Porter noted the Canadian dollar has been "remarkably well behaved" in recent weeks, barely budging from the range of $1.36-to-$1.38 (or near 73 cents [US]) since the middle of April. And that Canada's housing market "remains remarkably sleepy."

That leaves the small matter of wages. Porter said the June jobs report "must have been a jolt" for the BoC. On the one side, he noted, the labor market is now "very clearly loosening," with the unemployment rate marching steadily upward to 6.4%.

"Long gone are the days of 50-year lows on the jobless rate and a million job vacancies." Instead, Porter said, now we are talking about the softest summer job market in more than a decade. Yet "wages simply refuse to relent".

Average hourly wages accelerated to a 5.4% year over year pace last month.
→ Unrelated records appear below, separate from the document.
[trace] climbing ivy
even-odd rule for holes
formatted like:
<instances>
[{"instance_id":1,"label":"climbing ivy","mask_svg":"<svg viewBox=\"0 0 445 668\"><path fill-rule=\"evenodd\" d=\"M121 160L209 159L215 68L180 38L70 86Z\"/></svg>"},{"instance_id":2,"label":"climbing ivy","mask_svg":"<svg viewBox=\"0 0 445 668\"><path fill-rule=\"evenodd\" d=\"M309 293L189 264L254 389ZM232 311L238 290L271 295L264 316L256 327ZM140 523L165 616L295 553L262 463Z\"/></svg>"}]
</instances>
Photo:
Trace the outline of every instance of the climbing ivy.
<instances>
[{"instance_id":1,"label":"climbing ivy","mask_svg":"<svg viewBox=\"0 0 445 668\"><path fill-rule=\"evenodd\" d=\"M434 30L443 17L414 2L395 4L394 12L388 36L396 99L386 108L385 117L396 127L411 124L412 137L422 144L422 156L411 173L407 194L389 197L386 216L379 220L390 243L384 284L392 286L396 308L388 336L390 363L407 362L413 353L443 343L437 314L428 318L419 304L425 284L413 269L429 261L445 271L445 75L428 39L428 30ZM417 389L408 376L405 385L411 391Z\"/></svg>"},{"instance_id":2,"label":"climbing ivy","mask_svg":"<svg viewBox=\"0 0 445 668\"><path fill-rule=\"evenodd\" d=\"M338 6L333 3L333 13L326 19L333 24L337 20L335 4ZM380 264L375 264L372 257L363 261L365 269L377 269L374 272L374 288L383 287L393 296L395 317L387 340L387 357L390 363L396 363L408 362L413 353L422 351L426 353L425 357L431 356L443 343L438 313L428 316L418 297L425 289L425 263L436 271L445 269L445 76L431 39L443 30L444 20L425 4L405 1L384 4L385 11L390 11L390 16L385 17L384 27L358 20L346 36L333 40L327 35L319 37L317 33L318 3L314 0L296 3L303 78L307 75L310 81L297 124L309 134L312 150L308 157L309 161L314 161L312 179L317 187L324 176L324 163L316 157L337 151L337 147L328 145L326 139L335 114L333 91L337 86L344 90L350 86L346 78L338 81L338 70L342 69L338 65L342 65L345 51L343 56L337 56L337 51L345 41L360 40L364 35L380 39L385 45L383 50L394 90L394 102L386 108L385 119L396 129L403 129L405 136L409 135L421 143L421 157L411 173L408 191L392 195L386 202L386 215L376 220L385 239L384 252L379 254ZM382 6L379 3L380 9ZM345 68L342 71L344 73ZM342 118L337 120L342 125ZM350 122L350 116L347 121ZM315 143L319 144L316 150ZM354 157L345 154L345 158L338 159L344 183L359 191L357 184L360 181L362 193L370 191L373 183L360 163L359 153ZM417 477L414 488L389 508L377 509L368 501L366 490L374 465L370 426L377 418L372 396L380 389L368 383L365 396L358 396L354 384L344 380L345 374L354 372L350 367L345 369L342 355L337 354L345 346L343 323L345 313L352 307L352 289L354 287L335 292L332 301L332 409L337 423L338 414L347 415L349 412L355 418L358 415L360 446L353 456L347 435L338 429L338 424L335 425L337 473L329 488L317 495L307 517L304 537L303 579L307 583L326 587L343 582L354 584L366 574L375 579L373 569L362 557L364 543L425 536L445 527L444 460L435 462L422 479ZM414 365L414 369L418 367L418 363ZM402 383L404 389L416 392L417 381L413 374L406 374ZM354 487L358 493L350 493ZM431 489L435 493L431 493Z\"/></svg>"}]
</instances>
"While this particular metric appears to be at the very high end of estimates of wage growth," Porter added, "the back-up will be of some concern to the Bank. And that's especially so with no productivity growth, and ongoing job actions pushing for big wage gains. Making things very real of course is a strike this very day at Ontario's Liquor Control Board."

Meanwhile, National Bank today said markets are unconvinced the BoC will deliver a follow on cut in July, though odds did rise Friday with weaker than expected jobs data. According to National Bank, this uncertainty largely reflects uneasiness over May's CPI report and the potential for another hot print next week.

It added: "While the latest data wasn't ideal, we don't think it's wise to miss the forest for the trees. Inflation today is much better behaved, while the labour market is gasping for air."

Already, National noted, the 1.6% point increase from the 2022 forward is the largest in the G7 and "just off the podium among OECD nations." Left unabated, the bank said, a 7% plus unemployment rate would be in store this year if recent worsening labor market dynamics persist.

"To be sure," it added, "that is our baseline scenario and has been all year. The U.S. unemployment rate is also on an upward path but not to the same extent, which (still) argues for a faster pace of cuts in Canada this year. While BoC easing could help stem labour market weakness, policy lags mean cuts need to come sooner than later. To us, a July cut should be considered a higher probability outcome, as only a disastrous June CPI report should leave the BoC sidelined."

On the data that is due out this week, RBC said Friday's Canadian building permits data for May will be closely monitored given three-month rolling average values have trended higher in recent months, up from 257K to 282K in April.